Слепой лежал, глядя в небо. Белый, припорошённый снегом. В груди торчала стрела с синим оперением.
Нептица, осмелев, подошла ближе, вытянула шею.
— Что там? — прохрипел человек, нагоняя.
Зверь мешал ему увидеть. Человек обошёл, разглядел и дёрнулся.
— Ты сказал, она не пойдёт за нами! Ты, выродок!..
Шогол-Ву не ответил ему. Держа лук наготове, он огляделся и медленно двинулся в сторону от дороги.
Первый из подельников слепого лежал там, за высоким камнем, вниз лицом. Второй нашёлся дальше. Пытался бежать.
Ни следа, ни движения на белой равнине. Впереди темнел храм, по левую руку — Зелёная грива. По правую, в стороне от дороги, скребла небо ветвями жидкая рощица.
— Не смей меня оставлять!
Хриплый голос перешёл в кашель.
— Слышишь, ты?..
— Жди, — сказал Шогол-Ву.
— И не подумаю! Я тут стрелу в спину, знаешь, не желаю получить!..
И человек зашёлся кашлем.
— Это случилось ещё до снега. Следов нет. Ашша-Ри ушла и не возвращалась.
— Так куда тебя несёт, в таком случае? Идём... дальше...
Шогол-Ву махнул рукой и направился к рощице, серой и низкорослой. Кустарников здесь было больше, чем деревьев.
Он не спешил. Смотрел — никуда и на все ветви одновременно, подмечая каждое движение. А больше слушал.
Тихо-тихо потрескивал снег под мягкими подошвами.
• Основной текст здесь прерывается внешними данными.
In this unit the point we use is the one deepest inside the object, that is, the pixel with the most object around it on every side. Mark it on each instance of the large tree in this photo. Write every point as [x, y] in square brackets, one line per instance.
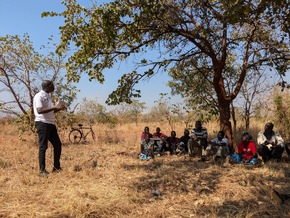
[22, 70]
[200, 35]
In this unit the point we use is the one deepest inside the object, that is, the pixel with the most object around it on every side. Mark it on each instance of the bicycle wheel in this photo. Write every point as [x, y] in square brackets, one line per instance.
[75, 136]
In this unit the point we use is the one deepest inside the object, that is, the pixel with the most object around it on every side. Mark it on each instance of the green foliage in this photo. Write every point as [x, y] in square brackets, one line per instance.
[202, 36]
[22, 71]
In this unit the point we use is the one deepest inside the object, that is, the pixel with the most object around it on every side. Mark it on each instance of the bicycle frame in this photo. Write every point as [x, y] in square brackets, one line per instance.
[77, 134]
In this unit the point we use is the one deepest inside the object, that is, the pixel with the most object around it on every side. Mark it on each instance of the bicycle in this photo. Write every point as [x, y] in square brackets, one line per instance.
[77, 134]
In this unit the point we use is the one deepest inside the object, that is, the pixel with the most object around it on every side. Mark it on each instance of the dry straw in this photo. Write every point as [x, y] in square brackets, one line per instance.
[106, 179]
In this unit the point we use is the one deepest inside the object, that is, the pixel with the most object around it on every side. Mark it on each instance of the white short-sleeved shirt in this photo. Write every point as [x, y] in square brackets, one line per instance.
[43, 100]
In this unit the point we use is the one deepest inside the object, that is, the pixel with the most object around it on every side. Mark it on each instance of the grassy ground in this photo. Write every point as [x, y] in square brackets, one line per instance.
[105, 178]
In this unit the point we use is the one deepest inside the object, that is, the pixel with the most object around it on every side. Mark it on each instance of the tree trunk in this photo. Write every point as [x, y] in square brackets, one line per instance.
[225, 123]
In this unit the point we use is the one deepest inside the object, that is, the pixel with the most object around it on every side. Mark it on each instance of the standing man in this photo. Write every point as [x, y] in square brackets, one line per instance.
[198, 139]
[44, 110]
[271, 144]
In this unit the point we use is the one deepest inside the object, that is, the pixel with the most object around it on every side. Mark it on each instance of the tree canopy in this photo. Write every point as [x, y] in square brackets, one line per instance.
[22, 70]
[199, 36]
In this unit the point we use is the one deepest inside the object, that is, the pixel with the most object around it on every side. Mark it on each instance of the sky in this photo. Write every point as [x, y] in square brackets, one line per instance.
[24, 16]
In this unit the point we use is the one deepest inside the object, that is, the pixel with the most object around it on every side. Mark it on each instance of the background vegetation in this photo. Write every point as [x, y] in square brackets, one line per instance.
[105, 178]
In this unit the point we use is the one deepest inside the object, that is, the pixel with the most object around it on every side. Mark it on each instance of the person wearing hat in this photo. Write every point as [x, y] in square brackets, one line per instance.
[270, 144]
[198, 140]
[247, 151]
[44, 110]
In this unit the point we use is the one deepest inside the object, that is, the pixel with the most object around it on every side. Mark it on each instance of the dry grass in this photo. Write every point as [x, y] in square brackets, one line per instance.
[106, 179]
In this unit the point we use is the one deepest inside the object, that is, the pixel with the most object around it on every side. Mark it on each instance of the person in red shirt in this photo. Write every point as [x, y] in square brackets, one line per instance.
[172, 143]
[146, 131]
[247, 149]
[160, 141]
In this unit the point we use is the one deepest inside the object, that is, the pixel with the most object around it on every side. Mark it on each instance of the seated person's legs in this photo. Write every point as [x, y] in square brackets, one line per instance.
[264, 152]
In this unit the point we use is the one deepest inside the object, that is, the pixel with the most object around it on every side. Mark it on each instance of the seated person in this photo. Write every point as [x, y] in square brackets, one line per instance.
[247, 152]
[270, 144]
[146, 130]
[218, 146]
[146, 147]
[287, 148]
[198, 139]
[160, 140]
[183, 141]
[172, 143]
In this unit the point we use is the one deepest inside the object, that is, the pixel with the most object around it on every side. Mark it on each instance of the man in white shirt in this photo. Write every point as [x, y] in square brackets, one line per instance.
[44, 110]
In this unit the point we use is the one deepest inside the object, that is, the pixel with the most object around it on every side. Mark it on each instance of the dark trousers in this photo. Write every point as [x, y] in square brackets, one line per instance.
[48, 132]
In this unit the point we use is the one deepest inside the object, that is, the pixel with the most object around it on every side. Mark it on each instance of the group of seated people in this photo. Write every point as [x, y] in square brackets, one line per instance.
[270, 145]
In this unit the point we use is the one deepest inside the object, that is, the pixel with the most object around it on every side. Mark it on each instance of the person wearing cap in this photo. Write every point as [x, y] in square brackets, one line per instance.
[247, 151]
[160, 140]
[198, 139]
[183, 142]
[44, 110]
[218, 146]
[146, 131]
[146, 147]
[270, 144]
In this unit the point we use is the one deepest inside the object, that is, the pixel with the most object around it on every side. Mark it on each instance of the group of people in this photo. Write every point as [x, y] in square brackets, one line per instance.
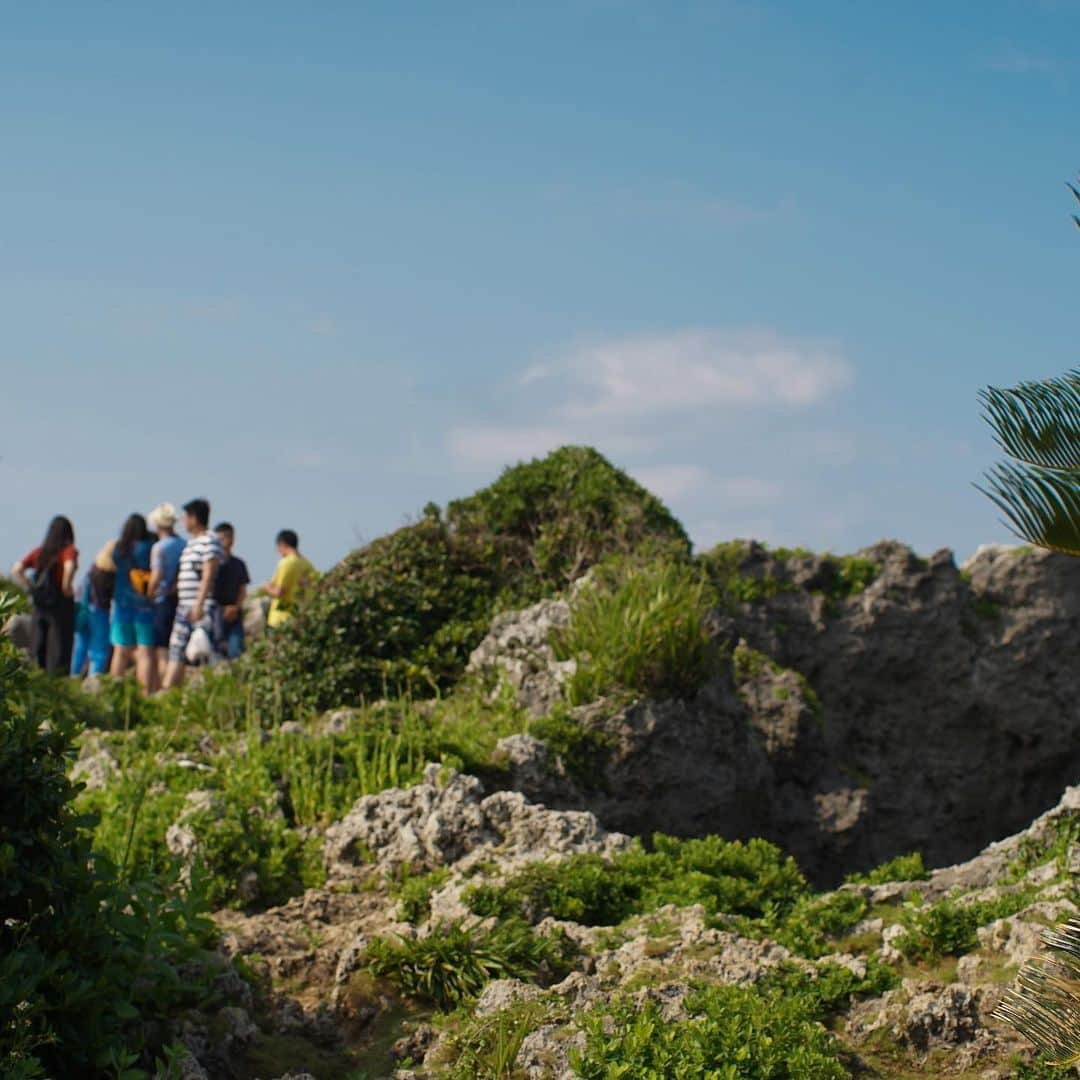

Шептал и свистел негромко ветер, нежно покачивая ветви — так нежно, что даже не тревожил их белые одежды.
Слабо и зло ругался человек, пробираясь по его следу.
Шогол-Ву сомкнул веки и вздохнул. Потом обернулся.
— Я просил, жди у дороги.
— Сам жди!.. Ты что там забыл, рожа синяя?
— Плохой кашель, — пояснил запятнанный. — Не дойдёшь до Заставы.
— Да? И чего, ты решил присмотреть, где меня закопать?
— До людского жилья неблизко. Но трое где-то спали и ели. Жди.
Человек доковылял, спотыкаясь о мёрзлые комья, и вцепился в рукав запятнанного. За ним шла нептица, медля, вытягивая шею и прислушиваясь к чему-то.